Rudolf Nureyev and Margot Fonteyn, the perfect partnership

“At the end of Swan Lake, when she left the stage
in her great white tutu
I would have followed her to the end of the world.”

Rudolf Nureyev

Rudolf Noureev et Margot Fonteyn

In 1961, Nureyev was invited to make his London debut at the annual gala organised by Margot Fonteyn for the Royal Academy of Dancing. He asked to dance Spectre de la Rose with her but she was already committed to do this with John Gilpin, and anyway was not sure how well she and “this young Russian” would suit each other. Nureyev therefore danced Black Swan with Hightower and a solo, Poème tragique, made for him by Frederick Ashton.

The gala led the Royal Ballet to invite him to dance Giselle with Fonteyn the next season, also Swan Lake, the Don Quixote pas de deux, Les Sylphides and Sleeping Beauty with guest ballerinas Sonia Arova and Yvette Chauviré. Between whiles, Nureyev also danced with Bruhn, Arova and Hightower in Cannes and Paris, performing pieces created or staged by the two men, and he made his New York debut on television (substituting for the injured Bruhn in Bournonville’s Flower Festival at Genzano duet with Tallchief), then on stage with Ruth Page’s Chicago Opera Ballet.

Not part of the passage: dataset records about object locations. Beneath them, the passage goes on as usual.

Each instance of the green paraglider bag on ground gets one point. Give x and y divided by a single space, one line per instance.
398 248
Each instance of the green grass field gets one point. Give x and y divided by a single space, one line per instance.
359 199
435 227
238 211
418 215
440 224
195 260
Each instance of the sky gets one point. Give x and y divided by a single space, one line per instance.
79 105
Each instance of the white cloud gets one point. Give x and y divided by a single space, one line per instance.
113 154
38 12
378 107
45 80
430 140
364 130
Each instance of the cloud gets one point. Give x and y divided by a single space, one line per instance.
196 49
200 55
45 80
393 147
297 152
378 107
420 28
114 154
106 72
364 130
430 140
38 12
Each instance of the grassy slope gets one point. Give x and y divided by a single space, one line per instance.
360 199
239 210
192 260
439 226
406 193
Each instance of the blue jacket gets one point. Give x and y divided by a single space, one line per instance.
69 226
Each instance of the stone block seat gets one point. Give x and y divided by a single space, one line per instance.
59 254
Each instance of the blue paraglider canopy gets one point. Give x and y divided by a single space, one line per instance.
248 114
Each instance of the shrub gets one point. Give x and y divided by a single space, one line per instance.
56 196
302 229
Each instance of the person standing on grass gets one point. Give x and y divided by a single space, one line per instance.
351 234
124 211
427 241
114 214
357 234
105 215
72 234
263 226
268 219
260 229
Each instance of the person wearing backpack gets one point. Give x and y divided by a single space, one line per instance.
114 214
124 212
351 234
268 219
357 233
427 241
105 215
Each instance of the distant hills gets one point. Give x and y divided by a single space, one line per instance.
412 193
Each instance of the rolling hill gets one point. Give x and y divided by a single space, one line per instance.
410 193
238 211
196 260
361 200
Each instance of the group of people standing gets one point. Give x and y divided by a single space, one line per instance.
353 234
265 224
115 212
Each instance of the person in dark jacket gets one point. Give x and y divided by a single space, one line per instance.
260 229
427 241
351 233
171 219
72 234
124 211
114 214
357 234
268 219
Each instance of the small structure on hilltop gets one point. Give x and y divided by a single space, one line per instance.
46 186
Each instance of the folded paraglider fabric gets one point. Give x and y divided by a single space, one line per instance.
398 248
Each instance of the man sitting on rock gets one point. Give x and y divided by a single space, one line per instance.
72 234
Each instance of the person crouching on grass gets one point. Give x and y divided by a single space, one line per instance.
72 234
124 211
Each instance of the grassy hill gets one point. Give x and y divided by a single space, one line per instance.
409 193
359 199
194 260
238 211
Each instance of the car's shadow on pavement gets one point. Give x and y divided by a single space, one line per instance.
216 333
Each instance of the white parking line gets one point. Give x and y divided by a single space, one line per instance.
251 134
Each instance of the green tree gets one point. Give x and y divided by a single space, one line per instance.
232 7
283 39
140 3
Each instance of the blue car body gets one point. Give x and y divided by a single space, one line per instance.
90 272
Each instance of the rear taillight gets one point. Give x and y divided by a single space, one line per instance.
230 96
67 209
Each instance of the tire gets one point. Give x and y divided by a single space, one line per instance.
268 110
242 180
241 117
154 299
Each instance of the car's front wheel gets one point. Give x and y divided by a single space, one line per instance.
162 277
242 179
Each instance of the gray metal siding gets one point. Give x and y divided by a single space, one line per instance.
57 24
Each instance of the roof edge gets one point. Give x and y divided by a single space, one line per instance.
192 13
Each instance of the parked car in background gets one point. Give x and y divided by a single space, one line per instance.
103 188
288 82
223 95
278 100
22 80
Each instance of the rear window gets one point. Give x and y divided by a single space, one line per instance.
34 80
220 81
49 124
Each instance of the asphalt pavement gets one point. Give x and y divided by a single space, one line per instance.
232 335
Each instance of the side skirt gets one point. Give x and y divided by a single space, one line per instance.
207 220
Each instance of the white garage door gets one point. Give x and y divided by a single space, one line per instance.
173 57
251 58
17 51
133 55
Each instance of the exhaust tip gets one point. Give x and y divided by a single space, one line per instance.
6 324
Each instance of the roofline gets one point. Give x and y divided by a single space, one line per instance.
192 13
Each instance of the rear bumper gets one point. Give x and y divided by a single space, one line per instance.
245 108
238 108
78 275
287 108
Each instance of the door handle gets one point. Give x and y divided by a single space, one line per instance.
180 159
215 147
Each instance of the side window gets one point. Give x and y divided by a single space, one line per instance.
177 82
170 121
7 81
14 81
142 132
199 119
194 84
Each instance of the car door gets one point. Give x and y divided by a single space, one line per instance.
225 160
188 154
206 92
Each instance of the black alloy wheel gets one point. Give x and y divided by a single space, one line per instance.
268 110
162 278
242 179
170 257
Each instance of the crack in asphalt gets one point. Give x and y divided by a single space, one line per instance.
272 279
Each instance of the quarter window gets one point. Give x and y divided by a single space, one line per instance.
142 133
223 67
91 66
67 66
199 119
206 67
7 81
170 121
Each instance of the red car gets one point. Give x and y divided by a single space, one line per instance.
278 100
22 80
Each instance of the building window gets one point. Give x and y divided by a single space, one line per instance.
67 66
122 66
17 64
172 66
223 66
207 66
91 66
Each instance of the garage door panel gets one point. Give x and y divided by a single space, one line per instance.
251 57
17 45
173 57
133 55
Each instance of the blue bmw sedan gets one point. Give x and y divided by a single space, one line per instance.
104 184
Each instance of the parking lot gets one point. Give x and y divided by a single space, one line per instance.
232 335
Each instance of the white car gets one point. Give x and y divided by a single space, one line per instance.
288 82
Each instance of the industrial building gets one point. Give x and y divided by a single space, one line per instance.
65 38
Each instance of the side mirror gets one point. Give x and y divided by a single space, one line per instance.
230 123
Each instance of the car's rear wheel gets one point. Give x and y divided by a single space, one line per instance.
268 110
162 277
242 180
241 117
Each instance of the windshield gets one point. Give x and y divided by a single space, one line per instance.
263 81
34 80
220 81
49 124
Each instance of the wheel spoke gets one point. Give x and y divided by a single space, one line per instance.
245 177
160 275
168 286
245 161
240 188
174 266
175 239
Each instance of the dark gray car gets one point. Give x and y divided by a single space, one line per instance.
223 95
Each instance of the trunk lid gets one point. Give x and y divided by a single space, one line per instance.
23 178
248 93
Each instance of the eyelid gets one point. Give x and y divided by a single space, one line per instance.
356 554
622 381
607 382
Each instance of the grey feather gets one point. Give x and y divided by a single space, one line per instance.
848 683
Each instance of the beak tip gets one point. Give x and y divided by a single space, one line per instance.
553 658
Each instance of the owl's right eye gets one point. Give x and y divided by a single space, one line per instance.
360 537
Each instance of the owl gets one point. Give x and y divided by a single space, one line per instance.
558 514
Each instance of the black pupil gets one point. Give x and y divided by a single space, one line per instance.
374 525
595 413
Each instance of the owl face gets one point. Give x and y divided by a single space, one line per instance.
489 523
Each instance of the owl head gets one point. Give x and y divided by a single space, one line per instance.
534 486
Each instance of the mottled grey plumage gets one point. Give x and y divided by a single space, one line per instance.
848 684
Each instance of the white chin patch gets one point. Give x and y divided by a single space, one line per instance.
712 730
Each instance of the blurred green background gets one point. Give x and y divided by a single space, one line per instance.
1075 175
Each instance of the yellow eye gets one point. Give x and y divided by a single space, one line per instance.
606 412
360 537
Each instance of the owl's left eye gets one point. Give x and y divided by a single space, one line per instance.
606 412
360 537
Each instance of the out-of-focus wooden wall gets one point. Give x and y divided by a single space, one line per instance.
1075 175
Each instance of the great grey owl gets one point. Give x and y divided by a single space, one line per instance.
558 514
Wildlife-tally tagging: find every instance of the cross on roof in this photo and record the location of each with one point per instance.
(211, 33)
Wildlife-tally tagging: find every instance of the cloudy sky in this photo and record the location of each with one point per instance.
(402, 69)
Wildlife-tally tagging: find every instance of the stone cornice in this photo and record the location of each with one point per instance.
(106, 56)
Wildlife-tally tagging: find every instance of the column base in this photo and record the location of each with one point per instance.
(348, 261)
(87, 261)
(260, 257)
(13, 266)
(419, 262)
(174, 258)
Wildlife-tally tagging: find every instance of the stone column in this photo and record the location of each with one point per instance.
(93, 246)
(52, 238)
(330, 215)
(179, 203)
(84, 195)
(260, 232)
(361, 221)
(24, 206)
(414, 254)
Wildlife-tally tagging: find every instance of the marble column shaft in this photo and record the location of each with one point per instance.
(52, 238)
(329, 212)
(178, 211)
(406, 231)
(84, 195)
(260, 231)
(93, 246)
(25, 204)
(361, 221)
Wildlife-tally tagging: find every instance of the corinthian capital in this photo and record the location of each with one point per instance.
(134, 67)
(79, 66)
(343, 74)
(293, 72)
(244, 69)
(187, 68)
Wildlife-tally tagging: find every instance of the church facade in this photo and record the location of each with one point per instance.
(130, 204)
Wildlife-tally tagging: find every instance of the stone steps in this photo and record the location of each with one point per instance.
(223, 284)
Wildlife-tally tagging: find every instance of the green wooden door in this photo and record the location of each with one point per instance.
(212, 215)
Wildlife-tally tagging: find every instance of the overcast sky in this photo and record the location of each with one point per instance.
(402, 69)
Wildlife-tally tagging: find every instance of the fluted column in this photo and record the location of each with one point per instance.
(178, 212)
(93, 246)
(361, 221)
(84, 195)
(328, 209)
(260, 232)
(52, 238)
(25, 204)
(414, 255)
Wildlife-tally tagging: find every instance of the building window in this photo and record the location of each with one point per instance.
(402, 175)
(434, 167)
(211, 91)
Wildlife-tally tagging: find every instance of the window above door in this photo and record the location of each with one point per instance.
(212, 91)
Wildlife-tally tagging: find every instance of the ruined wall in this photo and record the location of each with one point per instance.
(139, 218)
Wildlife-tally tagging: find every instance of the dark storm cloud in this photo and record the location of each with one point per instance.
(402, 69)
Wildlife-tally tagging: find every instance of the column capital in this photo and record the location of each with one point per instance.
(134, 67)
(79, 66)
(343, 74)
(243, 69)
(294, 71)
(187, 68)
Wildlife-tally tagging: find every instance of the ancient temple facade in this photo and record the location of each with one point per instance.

Thus was laid the groundwork for his subsequent career: a lasting link with the Royal Ballet, frequent appearances with other companies, the beginning of his activities as producer and choreographer, and perhaps above all his partnership with Fonteyn. Both of them danced with many other partners who almost always looked better in consequence, but they were most proud of what they achieved together. He at 23 gave her at 42 a new burst of energy and understanding; she inspired him and helped him settle down.

Each learned a lot from the other and danced at their very best together. He greatly wanted to dance with her in Leningrad and show what they achieved (unfortunately by the time he was allowed to dance there she had retired and he was far past his best). His explanation of their extraordinary success was “It’s not her, it’s not me, it’s the sameness of the goal”.

People were so eager to see them together that their agent charged far more for them as a pair than the sum of their already high individual fees. They remained lifelong close friends too.